There is no acceptable material to show that, supply of goods has taken place or any services were rendered, subsequent to registration of appellant as the unit under MSMED Act, 2006. By taking recourse to filing memorandum under sub-section (1) of Section 8 of the Act, subsequent to entering into contract and supply of goods and services, one cannot assume the legal status of being classified under MSMED Act, 2006, as an enterprise, to claim the benefit retrospectively from the date on which appellant entered into contract with the respondent. The appellant cannot become micro or small enterprise or supplier, to claim the benefits within the meaning of MSMED Act 2006, by submitting a memorandum to obtain registration subsequent to entering into the contract and supply of goods and services. If any registration is obtained, same will be prospective and applies for supply of goods and services subsequent to registration but cannot operate retrospectively. Any other interpretation of the provision would lead to absurdity and confer unwarranted benefit in favour of a party not intended by legislation.”

6. Clearly, in view of the law enunciated by the Supreme in Silpi Industries, the reference made by respondent no.1/Council was without jurisdiction, as the 2006 Act could not have been triggered, in view of the fact that supplies were made before respondent no.2 got itself registered with respondent no.1 i.e., Council.

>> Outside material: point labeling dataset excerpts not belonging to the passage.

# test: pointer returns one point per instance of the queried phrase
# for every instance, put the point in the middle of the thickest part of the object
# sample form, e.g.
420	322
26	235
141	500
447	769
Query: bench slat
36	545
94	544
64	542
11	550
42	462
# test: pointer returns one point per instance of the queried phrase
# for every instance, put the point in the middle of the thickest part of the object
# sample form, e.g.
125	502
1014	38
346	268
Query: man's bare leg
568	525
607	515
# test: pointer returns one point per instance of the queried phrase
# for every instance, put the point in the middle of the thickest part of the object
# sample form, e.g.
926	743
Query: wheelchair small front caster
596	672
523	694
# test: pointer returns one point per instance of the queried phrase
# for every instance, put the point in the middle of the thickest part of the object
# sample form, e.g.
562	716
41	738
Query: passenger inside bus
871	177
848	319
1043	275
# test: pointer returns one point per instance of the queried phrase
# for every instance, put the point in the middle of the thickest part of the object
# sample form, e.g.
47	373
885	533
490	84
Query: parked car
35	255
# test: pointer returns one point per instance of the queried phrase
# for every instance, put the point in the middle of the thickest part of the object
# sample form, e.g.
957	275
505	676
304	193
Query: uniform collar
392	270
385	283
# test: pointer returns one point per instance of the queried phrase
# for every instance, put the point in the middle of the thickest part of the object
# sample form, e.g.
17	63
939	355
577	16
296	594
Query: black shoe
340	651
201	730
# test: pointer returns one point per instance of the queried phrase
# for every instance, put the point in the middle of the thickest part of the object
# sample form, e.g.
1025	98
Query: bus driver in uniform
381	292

7. This view has also been reiterated in another judgment dated 24.03.2022, passed by the Supreme Court in Vaishno Enterprises v. Hamilton Medical AG & Anr. 2022 SCC OnLine SC 355. 7.[1] This position is also not disputed by Mr Udit Malik, who appears on behalf of respondent no.1/Council.

8. In these circumstances, the impugned judgment is set aside.

9. Liberty is, however, given to respondent no.2 to take further steps in the matter, if deemed necessary, albeit, as per law.

10. The above-captioned appeals are disposed of in the aforesaid terms.

11. Consequently, pending applications shall stand closed.